LEIDEN, Netherlands. (PRWEB) October 09, 2017
Gross domestic product, gross national income, human development index – we know just enough about these numbers to know mean something. These stats play an important role in global function and regulating the world economy, but do we truly know the purpose and impact of this data on society? Economic historian Richard T. Griffiths, examines the intersection between economics and politics in his book “Configuring the World: A Critical Political Economy Approach”
Divided into three distinct sections, “Configuring the World” critically studies the various dimensions of globalization and analyzes the power relationships within the international system. Griffiths discusses the methodology and statistics utilized by social scientists, highlighting how these rough estimates should not act as a basis for public policy.
Additionally, he analyzes the role trust plays in establishing equality, governance and policy in a civilized society and explores how imbedded industries and lobbyists play a role in shaping the global framework.
“There is this pipeline of information that dictates the structure of international politics and the global economy, but does the average citizen know the truth behind this data?” Griffiths said. “Configuring the World show you how to breakdown the world around you, examine its components and then reassemble it in a more meaningful form.”
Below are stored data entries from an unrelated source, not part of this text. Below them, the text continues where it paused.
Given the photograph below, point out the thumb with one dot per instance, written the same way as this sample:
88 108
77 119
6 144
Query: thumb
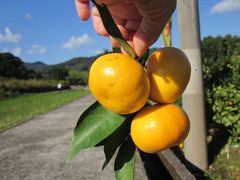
147 33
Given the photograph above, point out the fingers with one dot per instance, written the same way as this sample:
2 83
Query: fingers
83 9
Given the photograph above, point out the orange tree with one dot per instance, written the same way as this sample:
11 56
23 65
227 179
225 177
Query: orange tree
122 118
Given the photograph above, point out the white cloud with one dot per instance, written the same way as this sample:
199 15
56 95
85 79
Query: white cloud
99 51
37 49
28 16
76 42
16 51
226 6
8 36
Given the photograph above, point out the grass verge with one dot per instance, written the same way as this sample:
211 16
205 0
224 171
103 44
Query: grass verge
226 164
16 110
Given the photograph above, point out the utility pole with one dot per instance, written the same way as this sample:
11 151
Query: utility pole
195 146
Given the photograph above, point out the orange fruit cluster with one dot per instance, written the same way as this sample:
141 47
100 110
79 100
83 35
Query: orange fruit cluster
123 86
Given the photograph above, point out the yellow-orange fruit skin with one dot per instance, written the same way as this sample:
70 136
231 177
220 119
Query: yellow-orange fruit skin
169 72
159 127
119 83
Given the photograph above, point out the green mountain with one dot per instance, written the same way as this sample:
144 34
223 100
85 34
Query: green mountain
38 66
78 63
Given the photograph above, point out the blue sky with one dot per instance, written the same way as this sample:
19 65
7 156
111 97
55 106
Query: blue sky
51 32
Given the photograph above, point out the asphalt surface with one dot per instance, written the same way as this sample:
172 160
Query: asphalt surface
37 150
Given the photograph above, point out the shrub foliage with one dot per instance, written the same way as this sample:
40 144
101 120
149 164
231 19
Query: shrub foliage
221 69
“Configuring the World” provides readers with digestible insight into the inner workings of global development. For more information on the author and book, please visit http://www.configuringtheworld.com.
“Configuring the World: A Critical Political Economy Approach”
By Richard T. Griffiths
ISBN: 9781504371315 (hardcover) 9781504371322 (softcover) 9781504371339 (ebook)
Available at Amazon, Barnes and Noble and HIPE Publications
About the author
Richard Griffiths was born in Middlesex, England in 1948. He graduated with a Bachelor of Science in Economics from University College Swansea and a Doctorate in History from Cambridge University. He was a professor of Economic and Social History as well as International Studies at Leiden University from between 1995 to 2015. He has taught and researched on 19th and 20th century economic history, European integration, development cooperation and small states. He currently teaches several online MOOCs and in 2016 he received Coursera’s Outstanding Educator Award for Innovation. In 2015, he established HIPE Research and HIPE Publications to encourage accessible, policy relevant studies that link economics to the real world of politics and society and that offers serious attention to the role of historical contexts.